I have a love-hate relationship with photo retouching. I think those who do it well are amazing artists, especially those who work on people. Skin and body proportions are so easy to screw up — and so terribly obvious when wrong. At the same time, I’m not comfortable with the retouched reality in which we live. It’s redefined our definition of beautiful and is used to sell us products that “help us” get closer to an ideal that doesn’t really exist.
Pascal Dangin is one of those artists who amazes me with his talent and frustrates me with his work. The New Yorker did a piece on him in 2008 that I happened to stumble upon while researching Dove’s Real Beauty ad.
I mentioned the Dove ad campaign that proudly featured lumpier-than-usual “real women” in their undergarments. It turned out that it was a Dangin job. “Do you know how much retouching was on that?” he asked. “But it was great to do, a challenge, to keep everyone’s skin and faces showing the mileage but not looking unattractive.”
See, right there? Both sides of me are conflicted by just one sentence.
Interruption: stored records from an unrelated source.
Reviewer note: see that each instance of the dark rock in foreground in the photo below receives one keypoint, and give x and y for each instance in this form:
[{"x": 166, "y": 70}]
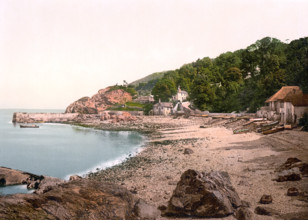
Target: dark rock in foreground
[
  {"x": 266, "y": 199},
  {"x": 82, "y": 199},
  {"x": 293, "y": 191},
  {"x": 259, "y": 210},
  {"x": 289, "y": 175},
  {"x": 200, "y": 194}
]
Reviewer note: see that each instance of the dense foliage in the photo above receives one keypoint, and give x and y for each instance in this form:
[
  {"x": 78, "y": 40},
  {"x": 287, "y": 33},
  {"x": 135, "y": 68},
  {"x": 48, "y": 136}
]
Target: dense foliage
[
  {"x": 304, "y": 122},
  {"x": 240, "y": 80},
  {"x": 130, "y": 89}
]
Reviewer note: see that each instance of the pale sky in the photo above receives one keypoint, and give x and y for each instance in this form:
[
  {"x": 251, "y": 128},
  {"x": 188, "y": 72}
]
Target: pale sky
[{"x": 53, "y": 52}]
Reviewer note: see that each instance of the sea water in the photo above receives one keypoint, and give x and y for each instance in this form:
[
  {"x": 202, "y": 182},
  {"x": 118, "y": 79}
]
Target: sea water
[{"x": 60, "y": 150}]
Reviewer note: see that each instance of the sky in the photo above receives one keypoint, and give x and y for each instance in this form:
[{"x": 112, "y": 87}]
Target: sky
[{"x": 54, "y": 52}]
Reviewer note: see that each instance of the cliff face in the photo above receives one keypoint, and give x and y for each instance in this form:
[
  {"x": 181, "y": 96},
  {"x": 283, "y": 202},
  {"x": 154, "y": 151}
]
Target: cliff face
[{"x": 104, "y": 99}]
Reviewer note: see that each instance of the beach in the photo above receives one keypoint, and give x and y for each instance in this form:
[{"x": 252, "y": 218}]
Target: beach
[{"x": 249, "y": 158}]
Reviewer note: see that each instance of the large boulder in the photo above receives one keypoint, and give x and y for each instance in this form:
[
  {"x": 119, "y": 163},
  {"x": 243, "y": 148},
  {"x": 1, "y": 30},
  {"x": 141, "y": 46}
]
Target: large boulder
[
  {"x": 200, "y": 194},
  {"x": 99, "y": 102},
  {"x": 82, "y": 199}
]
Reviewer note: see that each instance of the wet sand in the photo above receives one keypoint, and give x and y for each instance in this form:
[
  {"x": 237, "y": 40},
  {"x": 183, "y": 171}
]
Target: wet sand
[{"x": 250, "y": 159}]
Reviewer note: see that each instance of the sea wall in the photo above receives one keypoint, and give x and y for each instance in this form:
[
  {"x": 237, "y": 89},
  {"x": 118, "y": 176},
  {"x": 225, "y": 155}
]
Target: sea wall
[
  {"x": 22, "y": 117},
  {"x": 112, "y": 116}
]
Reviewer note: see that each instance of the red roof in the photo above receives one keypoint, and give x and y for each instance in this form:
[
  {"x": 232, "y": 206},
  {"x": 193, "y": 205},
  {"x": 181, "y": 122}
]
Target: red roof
[{"x": 291, "y": 94}]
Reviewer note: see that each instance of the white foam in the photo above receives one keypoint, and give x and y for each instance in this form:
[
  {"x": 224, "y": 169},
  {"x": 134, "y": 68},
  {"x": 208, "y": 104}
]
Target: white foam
[{"x": 109, "y": 163}]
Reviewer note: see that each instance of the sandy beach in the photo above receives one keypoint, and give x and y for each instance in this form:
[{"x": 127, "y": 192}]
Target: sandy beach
[{"x": 250, "y": 159}]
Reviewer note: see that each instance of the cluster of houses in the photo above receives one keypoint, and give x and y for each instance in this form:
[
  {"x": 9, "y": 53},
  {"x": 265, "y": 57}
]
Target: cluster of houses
[
  {"x": 166, "y": 108},
  {"x": 287, "y": 105}
]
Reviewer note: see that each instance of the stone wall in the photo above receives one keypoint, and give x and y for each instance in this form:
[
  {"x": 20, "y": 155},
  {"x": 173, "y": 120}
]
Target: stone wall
[{"x": 22, "y": 117}]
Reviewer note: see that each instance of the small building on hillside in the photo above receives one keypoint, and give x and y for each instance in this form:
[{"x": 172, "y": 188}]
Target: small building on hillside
[
  {"x": 180, "y": 96},
  {"x": 287, "y": 105},
  {"x": 162, "y": 108},
  {"x": 145, "y": 99}
]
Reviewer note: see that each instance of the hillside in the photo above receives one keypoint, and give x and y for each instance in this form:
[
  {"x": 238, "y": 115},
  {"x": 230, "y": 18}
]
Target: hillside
[
  {"x": 240, "y": 80},
  {"x": 145, "y": 85}
]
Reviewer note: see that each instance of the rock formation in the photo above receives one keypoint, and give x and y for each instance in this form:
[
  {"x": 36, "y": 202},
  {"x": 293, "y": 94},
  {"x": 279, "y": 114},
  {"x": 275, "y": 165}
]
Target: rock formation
[
  {"x": 99, "y": 102},
  {"x": 81, "y": 199},
  {"x": 200, "y": 194}
]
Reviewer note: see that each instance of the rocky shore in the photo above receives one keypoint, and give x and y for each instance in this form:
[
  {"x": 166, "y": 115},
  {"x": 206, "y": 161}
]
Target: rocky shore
[
  {"x": 186, "y": 162},
  {"x": 252, "y": 161}
]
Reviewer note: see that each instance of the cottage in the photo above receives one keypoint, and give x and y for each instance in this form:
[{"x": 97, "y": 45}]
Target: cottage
[
  {"x": 287, "y": 105},
  {"x": 145, "y": 99},
  {"x": 162, "y": 108},
  {"x": 180, "y": 96}
]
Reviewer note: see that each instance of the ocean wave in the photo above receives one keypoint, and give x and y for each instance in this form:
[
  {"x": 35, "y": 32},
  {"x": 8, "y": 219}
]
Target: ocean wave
[{"x": 109, "y": 163}]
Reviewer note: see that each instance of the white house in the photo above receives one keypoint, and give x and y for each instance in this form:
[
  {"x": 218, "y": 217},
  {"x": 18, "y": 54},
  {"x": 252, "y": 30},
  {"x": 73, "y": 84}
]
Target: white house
[
  {"x": 145, "y": 99},
  {"x": 162, "y": 108},
  {"x": 287, "y": 105},
  {"x": 180, "y": 96}
]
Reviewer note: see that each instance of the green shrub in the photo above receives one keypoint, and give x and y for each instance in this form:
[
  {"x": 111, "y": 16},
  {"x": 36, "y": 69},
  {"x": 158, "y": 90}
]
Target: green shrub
[{"x": 304, "y": 121}]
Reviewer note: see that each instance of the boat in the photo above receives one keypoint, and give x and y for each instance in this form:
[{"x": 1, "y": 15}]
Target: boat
[{"x": 29, "y": 126}]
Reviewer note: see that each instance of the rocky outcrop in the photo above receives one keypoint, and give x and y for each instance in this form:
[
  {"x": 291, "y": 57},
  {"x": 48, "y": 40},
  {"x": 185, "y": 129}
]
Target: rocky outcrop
[
  {"x": 292, "y": 170},
  {"x": 104, "y": 99},
  {"x": 200, "y": 194},
  {"x": 16, "y": 177},
  {"x": 82, "y": 199}
]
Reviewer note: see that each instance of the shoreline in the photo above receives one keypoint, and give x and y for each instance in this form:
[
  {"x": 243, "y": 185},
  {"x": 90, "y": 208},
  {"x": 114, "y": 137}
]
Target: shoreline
[{"x": 250, "y": 159}]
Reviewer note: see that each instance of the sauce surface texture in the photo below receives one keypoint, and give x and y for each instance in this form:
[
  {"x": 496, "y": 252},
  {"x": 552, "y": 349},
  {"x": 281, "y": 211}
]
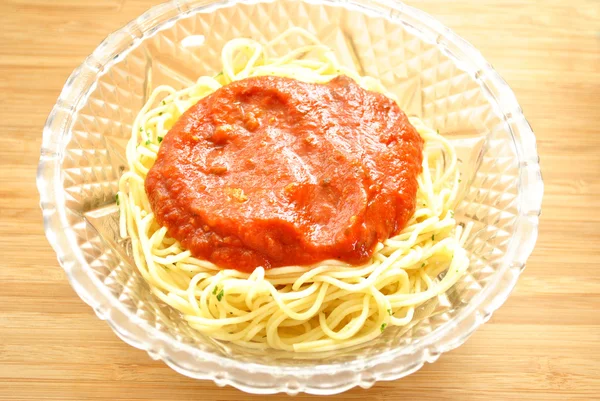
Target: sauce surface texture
[{"x": 271, "y": 171}]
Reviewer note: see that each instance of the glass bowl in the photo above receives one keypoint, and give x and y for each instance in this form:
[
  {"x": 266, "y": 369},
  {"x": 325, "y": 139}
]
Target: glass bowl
[{"x": 436, "y": 76}]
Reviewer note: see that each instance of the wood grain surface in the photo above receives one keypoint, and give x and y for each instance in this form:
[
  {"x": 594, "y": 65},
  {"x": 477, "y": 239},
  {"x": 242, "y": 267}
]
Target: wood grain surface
[{"x": 543, "y": 344}]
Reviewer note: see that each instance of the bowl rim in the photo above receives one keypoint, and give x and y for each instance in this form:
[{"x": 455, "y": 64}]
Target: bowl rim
[{"x": 364, "y": 372}]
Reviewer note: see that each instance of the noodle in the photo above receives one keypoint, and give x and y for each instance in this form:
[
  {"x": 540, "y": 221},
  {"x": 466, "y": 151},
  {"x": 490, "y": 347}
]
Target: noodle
[{"x": 327, "y": 306}]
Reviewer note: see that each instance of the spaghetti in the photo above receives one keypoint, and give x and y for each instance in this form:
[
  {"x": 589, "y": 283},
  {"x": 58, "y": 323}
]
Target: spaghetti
[{"x": 326, "y": 306}]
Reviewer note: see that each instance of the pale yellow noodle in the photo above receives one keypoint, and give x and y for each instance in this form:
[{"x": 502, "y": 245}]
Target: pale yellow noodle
[{"x": 327, "y": 306}]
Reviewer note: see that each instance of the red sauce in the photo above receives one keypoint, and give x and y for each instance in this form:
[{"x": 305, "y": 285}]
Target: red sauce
[{"x": 271, "y": 171}]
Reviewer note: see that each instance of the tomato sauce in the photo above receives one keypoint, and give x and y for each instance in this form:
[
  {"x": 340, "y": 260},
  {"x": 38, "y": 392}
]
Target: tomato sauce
[{"x": 272, "y": 171}]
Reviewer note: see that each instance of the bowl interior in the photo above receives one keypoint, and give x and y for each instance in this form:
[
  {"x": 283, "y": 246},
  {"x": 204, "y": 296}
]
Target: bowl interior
[{"x": 430, "y": 80}]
People in his industry describe him as “sort of photo whisperer, able to coax possibilities, palettes, and shadings out of pictures that even the [photographer] who shot them may not have imagined possible…he is a translator, an interpreter, a conductor, a ballet dancer articulating choreographed steps.”
I’ve done plenty of photo retouching in my career and know how hard it is to get right. I am definitely better with things than people, but no one has every compared my work to the grace of a dancer. Maybe that’s why I look at what Dangin does with such awe. He’s just that good. Maybe he’s too good.